Mon mari m'avait pourtant prévenue qu'il n'y aurait pas de ça :

 

Prometheus

 

... que c'était pas le but même si Prometheus est un genre de sorte de préquelle d'Alien. Moi j'ai voulu y aller quand même, et ensuite j'ai regretté parce qu'à la place j'aurai pu faire mes lasagnes végétariennes (oui je me suis taffiolisée j'ai prévenu déjà, et même qu'il y a des gens mal intentionnés qui voudraient que je mette en ligne les photos de mes radis, sales pervers tiens !). Faut dire que les aliens je les admire depuis toute petite, et même que depuis ce temps là ils m'excitent la glande pinéale (en fait je sais pas ce que c'est, mais ça commence par "pine" alors...). Donc j'y suis allée, pas trop follement excitée parce que bon maintenant je sais contenir mes émois, mais j'y suis allée quand même.

 

Alors au début c'est beau. Y'a des cascades, des belles vues en hélicoptère, et un monsieur tout blanc qui bois du jus noir et décompose son ADN dans l'eau de la cascade. Je sais pas pourquoi dès cette scène, je me suis dit "c'est pas fait pour moi, je vais encore rien y comprendre". Et effectivement ce fut le cas.

 

Dans l'espace personne ne vous entendra paner.

 

Après cette très belle séquence, des archéolo-scientifiques découvrent tout émus des dessins dans la grotte la plus vieille du monde et ô incroyable la coïncidence, ces peintures montrent exactement les mêmes représentations que d'autres dessins trouvés dans d'autres endroits divers dans le monde et signés par des civilisations très variées.
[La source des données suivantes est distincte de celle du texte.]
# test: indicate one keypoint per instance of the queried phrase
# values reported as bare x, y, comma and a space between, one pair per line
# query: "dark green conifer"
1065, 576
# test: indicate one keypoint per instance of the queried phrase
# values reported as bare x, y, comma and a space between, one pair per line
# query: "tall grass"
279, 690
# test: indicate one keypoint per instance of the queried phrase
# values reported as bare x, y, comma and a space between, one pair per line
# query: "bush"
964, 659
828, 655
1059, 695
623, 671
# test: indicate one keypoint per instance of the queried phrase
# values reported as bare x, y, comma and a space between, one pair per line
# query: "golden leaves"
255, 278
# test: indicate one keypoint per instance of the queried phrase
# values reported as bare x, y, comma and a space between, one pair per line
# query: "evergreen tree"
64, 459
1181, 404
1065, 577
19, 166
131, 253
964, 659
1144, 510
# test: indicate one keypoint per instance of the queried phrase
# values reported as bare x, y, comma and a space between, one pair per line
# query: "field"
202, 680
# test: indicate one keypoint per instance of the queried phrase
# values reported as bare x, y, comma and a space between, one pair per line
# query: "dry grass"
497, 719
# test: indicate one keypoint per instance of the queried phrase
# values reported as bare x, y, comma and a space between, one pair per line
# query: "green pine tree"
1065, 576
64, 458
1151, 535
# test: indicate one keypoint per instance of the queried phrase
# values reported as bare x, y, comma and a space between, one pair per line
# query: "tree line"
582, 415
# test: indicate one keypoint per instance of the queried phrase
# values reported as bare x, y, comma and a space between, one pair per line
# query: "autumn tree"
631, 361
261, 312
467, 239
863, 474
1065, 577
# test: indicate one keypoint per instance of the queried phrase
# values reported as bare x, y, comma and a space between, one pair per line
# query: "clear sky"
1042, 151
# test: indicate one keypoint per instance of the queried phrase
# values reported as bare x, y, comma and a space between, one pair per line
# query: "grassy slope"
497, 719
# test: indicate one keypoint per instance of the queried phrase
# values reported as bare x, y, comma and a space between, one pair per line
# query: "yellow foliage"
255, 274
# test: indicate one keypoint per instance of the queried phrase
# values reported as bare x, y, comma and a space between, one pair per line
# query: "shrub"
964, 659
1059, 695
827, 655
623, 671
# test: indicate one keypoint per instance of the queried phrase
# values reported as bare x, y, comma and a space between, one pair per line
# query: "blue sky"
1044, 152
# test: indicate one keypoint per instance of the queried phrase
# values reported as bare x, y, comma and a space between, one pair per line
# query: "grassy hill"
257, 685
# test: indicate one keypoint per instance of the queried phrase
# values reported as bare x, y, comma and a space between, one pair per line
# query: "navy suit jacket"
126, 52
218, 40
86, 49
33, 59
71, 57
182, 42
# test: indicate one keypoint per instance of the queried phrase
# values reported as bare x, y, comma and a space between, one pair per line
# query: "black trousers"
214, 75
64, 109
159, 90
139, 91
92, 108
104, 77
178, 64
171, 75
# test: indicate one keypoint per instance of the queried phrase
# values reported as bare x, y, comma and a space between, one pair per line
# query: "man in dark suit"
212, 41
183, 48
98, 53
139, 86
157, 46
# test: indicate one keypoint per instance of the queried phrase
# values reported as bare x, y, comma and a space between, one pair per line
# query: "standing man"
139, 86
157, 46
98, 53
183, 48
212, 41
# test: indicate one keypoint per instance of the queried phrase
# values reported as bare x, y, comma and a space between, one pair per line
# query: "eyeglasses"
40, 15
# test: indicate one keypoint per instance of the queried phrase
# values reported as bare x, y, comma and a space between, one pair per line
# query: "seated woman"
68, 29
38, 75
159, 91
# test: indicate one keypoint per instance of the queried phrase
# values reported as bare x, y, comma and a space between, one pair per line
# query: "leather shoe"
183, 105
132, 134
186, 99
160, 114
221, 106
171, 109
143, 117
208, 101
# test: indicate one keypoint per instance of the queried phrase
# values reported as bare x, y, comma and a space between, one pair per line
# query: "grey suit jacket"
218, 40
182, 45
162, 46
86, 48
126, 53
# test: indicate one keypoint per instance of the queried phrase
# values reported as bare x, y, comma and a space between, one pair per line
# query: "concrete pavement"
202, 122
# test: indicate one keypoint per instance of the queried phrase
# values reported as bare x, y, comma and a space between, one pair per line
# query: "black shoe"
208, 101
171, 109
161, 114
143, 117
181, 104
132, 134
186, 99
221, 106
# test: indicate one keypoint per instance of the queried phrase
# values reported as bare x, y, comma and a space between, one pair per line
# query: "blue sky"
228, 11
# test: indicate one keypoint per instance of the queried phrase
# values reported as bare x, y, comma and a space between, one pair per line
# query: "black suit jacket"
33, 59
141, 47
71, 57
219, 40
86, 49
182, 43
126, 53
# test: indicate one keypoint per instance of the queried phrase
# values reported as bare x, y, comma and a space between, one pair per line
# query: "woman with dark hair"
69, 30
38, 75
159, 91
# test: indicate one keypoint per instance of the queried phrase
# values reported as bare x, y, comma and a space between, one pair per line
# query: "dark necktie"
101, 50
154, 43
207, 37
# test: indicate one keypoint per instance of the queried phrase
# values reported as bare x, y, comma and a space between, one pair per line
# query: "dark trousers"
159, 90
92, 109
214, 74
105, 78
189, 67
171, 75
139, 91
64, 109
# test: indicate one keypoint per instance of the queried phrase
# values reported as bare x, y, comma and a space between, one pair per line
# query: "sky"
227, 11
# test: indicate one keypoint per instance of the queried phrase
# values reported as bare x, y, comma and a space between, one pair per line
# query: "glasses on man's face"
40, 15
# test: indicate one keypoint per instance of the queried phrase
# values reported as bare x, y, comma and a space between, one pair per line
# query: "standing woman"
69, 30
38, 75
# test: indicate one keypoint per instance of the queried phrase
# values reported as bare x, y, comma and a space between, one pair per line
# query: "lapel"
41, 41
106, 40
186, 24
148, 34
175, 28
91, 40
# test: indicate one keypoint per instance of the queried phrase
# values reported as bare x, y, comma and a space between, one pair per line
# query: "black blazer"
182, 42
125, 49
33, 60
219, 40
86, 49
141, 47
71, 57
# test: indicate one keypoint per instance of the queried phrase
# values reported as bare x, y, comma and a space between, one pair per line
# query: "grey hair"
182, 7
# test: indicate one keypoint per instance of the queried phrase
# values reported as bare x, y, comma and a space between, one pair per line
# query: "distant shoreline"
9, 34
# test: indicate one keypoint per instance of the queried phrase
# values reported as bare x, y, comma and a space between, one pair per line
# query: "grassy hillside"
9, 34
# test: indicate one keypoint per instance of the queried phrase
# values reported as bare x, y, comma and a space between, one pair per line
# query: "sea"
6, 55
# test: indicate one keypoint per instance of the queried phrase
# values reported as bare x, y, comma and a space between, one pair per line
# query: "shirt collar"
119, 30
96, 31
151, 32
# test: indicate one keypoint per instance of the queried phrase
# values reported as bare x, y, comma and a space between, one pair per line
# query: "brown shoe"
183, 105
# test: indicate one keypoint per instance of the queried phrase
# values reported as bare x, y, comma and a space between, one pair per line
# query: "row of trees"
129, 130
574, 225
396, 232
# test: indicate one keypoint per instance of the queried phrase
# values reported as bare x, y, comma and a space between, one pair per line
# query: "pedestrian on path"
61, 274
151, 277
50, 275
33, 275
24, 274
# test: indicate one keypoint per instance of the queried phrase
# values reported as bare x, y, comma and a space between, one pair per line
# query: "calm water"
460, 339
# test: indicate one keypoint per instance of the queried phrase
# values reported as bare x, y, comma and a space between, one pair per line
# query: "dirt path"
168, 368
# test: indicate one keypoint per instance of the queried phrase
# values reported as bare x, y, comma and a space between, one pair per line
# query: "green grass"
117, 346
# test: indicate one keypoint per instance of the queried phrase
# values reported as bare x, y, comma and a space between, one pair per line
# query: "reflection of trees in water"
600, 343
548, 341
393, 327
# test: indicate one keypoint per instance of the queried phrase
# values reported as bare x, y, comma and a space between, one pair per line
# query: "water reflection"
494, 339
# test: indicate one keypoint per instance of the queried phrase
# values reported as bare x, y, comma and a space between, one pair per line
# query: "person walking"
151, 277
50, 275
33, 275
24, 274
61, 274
Tous ces petits ronds là dans le coin, ça voudrait donc indiquer l'endroit exact dans l'espace où trouver les créateurs (surnommés les ingénieurs) de l'Humanité ? Incroyable, non seulement les mecs ont inventé le GPS il y a des millénaires, mais les scénaristes aussi ont trouvé la touche à raccourcir l'histoire ! Donc partant de cette preuve scientifique irréfutable, une expédition coutant environ 138 milliards de dollars, va être envoyée dans l'espace afin de découvrir les origines de l'humanité. Purée croire en Dieu ça coûte quand même vachement moins cher, et y'a eu des films biens sur le sujet.

 

C'est là que film embraye sur le vaisseau spatial et son équipage. On commence par Fassbender, l'androïde de service. Comme il est fan de Lawrence d'Arabie il se coiffe comme lui.

 

Prometheus (2)

 

Heureusement qu'il n'est pas fan de David Beckham, ça aurait donné un autre genre de film. Dans le casting il y a aussi Charlize Theron (que je trouve craquante au bras d'Alexander Skarsgaard) et Noomi Rapace (que je trouve ultra craquante et formidable dans Babycall). D'ailleurs s'il y'en a qui savent à quoi sert le perso de Charlize Theron, qu'ils me fassent signe.

 

Prometheus (3)

 

Elle joue le commandant du vaisseau je crois, et elle essaie de nous faire croire qu'elle est une putain de badass et qu'elle fait des pompes dès le réveil alors qu'elle a dormi plus de deux ans. Moi déjà après douze heures de sommeil faut que je m'en remette en faisant une sieste juste après, mais elle non, c'est une putain de badass.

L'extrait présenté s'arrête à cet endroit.